Why ClickHouse Outperforms Elasticsearch in Log Search: A Practical Benchmark

Architecture and Design Comparison

Elasticsearch is a real‑time distributed search and analytics engine built on Lucene, providing distributed search via shards and replicas. ClickHouse is a column‑oriented MPP OLAP database developed by Yandex, using a shared‑nothing architecture where each node stores and processes a portion of the data.

Elasticsearch nodes can play three roles: client node (API access, no data), data node (stores and indexes data), and master node (cluster coordination). ClickHouse nodes are equal peers in an MPP cluster and use Zookeeper for coordination.

Query Comparison Experiments

A Docker‑Compose stack was built for each system: an Elasticsearch‑Logstash‑Kibana (ELK) stack and a ClickHouse‑TabixUI stack.

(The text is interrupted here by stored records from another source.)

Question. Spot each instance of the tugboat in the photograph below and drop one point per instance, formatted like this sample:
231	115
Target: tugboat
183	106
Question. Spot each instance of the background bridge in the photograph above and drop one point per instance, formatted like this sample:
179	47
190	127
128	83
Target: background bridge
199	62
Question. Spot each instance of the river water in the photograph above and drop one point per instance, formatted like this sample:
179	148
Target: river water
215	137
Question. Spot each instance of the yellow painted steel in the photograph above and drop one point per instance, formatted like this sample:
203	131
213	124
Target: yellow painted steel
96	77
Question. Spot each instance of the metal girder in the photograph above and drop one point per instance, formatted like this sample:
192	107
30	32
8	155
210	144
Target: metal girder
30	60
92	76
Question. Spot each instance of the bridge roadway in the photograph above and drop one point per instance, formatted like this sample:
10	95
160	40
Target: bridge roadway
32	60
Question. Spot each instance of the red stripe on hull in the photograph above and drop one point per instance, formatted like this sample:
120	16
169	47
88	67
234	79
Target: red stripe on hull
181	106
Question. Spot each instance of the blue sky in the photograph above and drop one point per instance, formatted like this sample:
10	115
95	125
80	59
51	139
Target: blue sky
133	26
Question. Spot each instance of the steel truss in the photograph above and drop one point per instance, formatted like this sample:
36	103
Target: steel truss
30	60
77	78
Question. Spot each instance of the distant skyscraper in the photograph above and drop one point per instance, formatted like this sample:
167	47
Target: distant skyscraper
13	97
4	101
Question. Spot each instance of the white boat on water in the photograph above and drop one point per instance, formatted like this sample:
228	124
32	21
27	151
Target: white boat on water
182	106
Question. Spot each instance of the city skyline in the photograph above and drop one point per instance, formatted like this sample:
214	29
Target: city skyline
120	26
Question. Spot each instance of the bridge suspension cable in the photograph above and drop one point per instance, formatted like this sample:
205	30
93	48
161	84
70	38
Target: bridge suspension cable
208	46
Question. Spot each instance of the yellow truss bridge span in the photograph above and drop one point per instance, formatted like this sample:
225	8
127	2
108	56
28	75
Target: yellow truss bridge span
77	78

Data were generated with Vector’s generator source, parsed, coerced, and sent simultaneously to both stacks via Vector sinks.

Sample queries executed on both systems include:

Match‑all query

Single‑field match

Multi‑field match

Term query

Range query

Exists query

Regex query

Aggregations (count, cardinality)

Each query was run ten times using the Python SDK, and response‑time distributions were recorded.

Results

ClickHouse consistently showed lower latency than Elasticsearch across most query types, especially in aggregation scenarios where its columnar engine excels. In regex and term queries the performance gap was smaller but ClickHouse still remained competitive.

The tests were performed without any specific optimisations or enabling of ClickHouse’s Bloom filters, demonstrating ClickHouse’s strong out‑of‑the‑box performance for log‑search workloads.

Conclusion

The benchmark indicates that ClickHouse can be a superior alternative to Elasticsearch for many log‑analysis and search use cases, offering faster query execution and more efficient aggregations while still supporting typical search features.